Regarding claim 6, Phelps in view of Lacy, Barry, and Sugimoto teaches:
6. The system of claim 5, wherein for the particular clock cycle of the vector computational unit, a load operation associated with the first processor instruction, an arithmetic logic unit operation associated with the second processor instruction executed in parallel (Sugimoto [0045] and Fig. 2: in cycle T5 a load operation is executed in parallel with an INT/ALU operation each associated with different instructions)
	Phelps in view of Lacy, Barry, and Sugimoto does not explicitly teach:
the load, ALU, and a store operation associated with the third processor instruction, are executed in parallel.
However, Phelps further teaches:
a store operation ([0054]: the vector units may execute a store instruction) associated with the third processor instruction ([0045]: the store instruction may be a component instruction of a VLIW instruction)
	It would have been obvious to one of ordinary skill in the art, before the effective filing date of the claimed invention, to further modify Phelps in view of Lacy, Barry, and Sugimoto to execute the store operation associated with a third instruction in Phelps in parallel as taught by Sugimoto by using staggered starts at taught by Sugimoto.
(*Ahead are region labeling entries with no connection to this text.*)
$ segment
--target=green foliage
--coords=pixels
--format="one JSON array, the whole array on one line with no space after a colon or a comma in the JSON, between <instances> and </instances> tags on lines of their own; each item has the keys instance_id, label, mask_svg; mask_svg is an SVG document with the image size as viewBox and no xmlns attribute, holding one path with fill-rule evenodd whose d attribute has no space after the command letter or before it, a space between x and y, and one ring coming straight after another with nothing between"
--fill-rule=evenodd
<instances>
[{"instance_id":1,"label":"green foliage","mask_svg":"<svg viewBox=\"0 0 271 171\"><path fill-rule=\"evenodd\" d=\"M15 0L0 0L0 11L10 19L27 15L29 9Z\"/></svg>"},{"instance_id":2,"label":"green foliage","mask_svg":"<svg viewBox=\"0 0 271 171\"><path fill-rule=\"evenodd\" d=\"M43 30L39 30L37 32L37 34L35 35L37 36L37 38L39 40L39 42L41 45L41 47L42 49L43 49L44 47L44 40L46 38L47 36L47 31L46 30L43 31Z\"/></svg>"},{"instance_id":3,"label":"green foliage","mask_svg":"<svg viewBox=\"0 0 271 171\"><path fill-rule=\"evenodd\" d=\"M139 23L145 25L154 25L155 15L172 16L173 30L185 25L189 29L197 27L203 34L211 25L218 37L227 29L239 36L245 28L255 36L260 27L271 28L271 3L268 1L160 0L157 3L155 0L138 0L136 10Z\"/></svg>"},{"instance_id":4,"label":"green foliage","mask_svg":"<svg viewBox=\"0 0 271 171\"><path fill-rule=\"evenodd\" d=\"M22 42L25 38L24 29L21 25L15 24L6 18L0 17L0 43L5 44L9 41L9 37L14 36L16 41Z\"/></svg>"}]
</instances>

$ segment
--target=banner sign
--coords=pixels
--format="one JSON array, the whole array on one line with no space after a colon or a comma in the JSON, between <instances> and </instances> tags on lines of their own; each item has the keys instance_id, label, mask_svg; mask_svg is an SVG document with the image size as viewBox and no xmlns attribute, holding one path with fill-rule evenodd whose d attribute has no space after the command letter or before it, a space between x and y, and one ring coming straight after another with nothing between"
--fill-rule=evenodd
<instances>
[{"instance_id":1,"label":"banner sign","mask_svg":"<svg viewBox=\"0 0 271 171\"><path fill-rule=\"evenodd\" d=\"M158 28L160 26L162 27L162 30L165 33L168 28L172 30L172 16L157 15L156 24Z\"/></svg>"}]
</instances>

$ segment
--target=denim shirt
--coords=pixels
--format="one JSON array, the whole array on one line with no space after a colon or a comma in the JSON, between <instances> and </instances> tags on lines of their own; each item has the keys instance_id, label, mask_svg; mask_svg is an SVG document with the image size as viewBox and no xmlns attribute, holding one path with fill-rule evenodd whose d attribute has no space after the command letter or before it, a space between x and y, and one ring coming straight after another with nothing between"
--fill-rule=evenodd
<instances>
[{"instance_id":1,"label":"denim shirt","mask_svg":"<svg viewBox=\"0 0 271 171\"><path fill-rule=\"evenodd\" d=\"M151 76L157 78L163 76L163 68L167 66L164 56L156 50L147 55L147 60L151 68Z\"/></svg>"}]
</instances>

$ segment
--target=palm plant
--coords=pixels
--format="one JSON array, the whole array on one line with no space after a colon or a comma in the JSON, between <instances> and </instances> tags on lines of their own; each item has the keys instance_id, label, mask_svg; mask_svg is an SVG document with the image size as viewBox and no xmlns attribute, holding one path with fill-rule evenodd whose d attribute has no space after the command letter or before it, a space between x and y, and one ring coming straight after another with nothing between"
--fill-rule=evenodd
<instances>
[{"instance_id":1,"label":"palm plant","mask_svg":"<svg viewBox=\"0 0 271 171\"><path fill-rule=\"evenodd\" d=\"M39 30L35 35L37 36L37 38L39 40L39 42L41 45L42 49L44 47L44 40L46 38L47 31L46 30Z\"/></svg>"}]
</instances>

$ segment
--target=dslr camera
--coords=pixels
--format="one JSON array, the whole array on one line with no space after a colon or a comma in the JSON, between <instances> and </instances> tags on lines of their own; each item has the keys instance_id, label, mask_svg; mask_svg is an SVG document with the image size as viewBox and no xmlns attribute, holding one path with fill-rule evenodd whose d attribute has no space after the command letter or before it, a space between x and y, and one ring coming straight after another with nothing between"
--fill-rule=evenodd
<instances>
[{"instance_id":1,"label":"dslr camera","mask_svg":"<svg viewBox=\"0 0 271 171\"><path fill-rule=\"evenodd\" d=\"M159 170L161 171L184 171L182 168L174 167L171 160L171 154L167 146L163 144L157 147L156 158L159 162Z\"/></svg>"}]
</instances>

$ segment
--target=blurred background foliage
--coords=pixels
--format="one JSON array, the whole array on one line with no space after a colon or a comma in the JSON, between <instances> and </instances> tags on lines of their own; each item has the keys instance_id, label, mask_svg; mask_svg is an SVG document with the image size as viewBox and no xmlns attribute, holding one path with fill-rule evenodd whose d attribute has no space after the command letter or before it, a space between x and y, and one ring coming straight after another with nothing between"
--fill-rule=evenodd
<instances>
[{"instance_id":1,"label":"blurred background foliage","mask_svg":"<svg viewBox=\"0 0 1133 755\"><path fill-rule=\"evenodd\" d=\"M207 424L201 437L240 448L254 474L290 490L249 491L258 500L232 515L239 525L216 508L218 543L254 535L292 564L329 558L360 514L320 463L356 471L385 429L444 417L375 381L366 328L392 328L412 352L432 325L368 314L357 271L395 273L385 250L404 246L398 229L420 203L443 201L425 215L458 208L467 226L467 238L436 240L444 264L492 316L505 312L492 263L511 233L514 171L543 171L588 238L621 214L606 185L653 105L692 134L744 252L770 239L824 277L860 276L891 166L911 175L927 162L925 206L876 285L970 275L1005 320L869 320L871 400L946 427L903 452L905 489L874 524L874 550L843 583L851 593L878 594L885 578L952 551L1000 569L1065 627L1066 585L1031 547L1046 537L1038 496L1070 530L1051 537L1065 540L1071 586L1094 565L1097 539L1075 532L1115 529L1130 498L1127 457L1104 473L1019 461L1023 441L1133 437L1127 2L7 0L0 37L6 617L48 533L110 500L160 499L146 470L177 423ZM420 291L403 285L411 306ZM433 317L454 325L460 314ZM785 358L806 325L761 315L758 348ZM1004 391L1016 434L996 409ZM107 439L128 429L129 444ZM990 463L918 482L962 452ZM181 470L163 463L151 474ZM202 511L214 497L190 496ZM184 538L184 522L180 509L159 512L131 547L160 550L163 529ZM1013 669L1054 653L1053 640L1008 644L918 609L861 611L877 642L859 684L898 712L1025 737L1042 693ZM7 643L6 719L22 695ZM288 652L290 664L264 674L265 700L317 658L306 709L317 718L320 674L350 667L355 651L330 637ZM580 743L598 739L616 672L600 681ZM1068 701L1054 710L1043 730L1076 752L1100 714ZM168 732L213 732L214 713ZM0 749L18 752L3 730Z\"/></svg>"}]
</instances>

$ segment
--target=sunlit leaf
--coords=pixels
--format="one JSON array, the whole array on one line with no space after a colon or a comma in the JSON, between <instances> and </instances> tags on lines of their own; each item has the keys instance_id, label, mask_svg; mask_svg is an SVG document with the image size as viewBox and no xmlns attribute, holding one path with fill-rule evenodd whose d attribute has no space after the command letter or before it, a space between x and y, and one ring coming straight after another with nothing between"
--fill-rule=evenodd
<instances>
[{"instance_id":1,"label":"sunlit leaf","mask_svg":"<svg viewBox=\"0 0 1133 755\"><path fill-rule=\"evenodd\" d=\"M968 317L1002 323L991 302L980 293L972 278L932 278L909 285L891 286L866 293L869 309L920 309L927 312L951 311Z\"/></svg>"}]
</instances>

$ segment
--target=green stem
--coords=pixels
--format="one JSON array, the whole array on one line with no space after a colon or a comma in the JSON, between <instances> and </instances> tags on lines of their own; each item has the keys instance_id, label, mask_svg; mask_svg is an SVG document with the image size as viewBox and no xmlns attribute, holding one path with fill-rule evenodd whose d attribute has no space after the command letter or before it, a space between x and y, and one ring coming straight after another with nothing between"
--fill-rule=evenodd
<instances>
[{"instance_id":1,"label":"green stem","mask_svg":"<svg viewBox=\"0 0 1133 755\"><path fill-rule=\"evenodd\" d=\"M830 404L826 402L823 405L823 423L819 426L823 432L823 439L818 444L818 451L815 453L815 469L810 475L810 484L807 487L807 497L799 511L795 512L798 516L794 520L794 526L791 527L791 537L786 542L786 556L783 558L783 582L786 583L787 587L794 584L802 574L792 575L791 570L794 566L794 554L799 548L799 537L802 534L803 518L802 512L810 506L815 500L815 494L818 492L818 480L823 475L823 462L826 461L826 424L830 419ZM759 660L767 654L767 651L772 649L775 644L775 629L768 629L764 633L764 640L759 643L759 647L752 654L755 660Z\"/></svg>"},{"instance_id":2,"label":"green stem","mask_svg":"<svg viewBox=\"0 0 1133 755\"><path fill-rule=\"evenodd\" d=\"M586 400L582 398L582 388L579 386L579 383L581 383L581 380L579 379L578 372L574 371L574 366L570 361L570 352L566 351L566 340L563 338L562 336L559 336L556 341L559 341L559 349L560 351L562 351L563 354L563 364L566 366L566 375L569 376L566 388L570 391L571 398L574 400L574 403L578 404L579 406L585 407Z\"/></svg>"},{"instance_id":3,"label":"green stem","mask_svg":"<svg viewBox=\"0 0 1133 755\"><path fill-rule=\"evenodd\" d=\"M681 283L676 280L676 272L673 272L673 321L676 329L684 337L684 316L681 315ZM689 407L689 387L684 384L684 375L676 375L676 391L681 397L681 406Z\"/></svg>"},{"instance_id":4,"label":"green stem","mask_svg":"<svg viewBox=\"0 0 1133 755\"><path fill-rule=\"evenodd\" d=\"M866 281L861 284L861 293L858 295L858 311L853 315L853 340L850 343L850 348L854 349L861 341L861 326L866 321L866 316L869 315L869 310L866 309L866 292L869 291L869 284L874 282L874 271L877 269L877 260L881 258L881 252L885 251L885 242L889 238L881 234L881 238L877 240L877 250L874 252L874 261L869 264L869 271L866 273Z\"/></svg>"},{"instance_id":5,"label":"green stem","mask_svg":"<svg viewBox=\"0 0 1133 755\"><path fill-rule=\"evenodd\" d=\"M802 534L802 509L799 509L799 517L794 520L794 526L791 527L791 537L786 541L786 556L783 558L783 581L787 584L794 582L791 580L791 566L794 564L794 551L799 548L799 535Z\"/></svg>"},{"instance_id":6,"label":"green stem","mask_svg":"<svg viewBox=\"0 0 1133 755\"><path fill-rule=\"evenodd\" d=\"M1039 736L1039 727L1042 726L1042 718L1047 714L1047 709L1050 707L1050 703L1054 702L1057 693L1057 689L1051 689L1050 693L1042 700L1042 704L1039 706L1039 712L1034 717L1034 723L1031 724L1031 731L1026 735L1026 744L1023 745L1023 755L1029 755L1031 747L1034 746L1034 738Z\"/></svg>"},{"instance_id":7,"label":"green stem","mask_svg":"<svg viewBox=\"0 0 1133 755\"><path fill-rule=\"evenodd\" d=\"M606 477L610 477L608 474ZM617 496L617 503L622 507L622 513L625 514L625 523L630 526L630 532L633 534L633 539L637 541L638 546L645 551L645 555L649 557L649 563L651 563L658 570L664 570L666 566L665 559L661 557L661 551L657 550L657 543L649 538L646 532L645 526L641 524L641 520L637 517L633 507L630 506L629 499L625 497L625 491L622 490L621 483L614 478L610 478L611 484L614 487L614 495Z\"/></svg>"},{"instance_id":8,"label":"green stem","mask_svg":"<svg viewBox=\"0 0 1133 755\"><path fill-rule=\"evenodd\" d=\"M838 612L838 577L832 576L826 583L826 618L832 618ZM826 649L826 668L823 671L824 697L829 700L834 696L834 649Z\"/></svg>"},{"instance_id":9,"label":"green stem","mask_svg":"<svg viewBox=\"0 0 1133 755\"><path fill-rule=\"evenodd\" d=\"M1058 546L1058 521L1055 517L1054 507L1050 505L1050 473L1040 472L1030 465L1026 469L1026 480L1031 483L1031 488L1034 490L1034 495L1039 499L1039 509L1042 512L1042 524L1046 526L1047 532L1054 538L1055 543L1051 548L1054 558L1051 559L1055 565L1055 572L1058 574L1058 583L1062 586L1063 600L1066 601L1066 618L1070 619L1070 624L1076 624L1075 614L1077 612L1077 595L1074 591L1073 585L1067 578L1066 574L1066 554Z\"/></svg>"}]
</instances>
One of ordinary skill in the art would have been motivated to make this modification to reduce data hazards among the VLIW instructions and enhance program processing performance (Sugimoto [0045]).

	Regarding claim 7, Phelps in view of Lacy, Barry, and Sugimoto teaches:
7. The system of claim 6, wherein the load operation, the arithmetic logic unit operation, and the store operation (Phelps [0054]: each vector unit executes a load, ALU, and store operation) correspond to the different component instructions of the different single processor instructions (Sugimoto [0045] and Fig. 2: the different component instructions being executed in parallel correspond to different VLIW instructions).

Regarding claim 10, Phelps in view of Lacy, Barry, and Sugimoto teaches:
10. The system of claim 1, wherein the vector computational unit is configured to process an execute stage for each of the plurality of component instructions in parallel (Sugimoto [0045] and Fig. 2: the execute stage for each of the component instructions are executed in parallel in cycle T5).

Regarding claim 11, Phelps in view of Lacy, Barry, and Sugimoto teaches:
11. The system of claim 1, wherein the vector computational unit includes a plurality of vector registers, a control logic, an input buffer, and an output buffer (Phelps [0054]: the vector processing unit includes vector registers; Phelps [0047]: the vector instruction dispatcher is control logic; Phelps [0057]-[0058]: the multiply result FIFO is an input buffer and the vector memory is an output buffer).

Regarding claim 12, Phelps in view of Lacy, Barry, and Sugimoto teaches:
12. The system of claim 1, wherein one of the plurality of component instructions references one or more vector registers of the vector computational unit (Phelps [0054]: the component instructions use/reference the vector registers as operands).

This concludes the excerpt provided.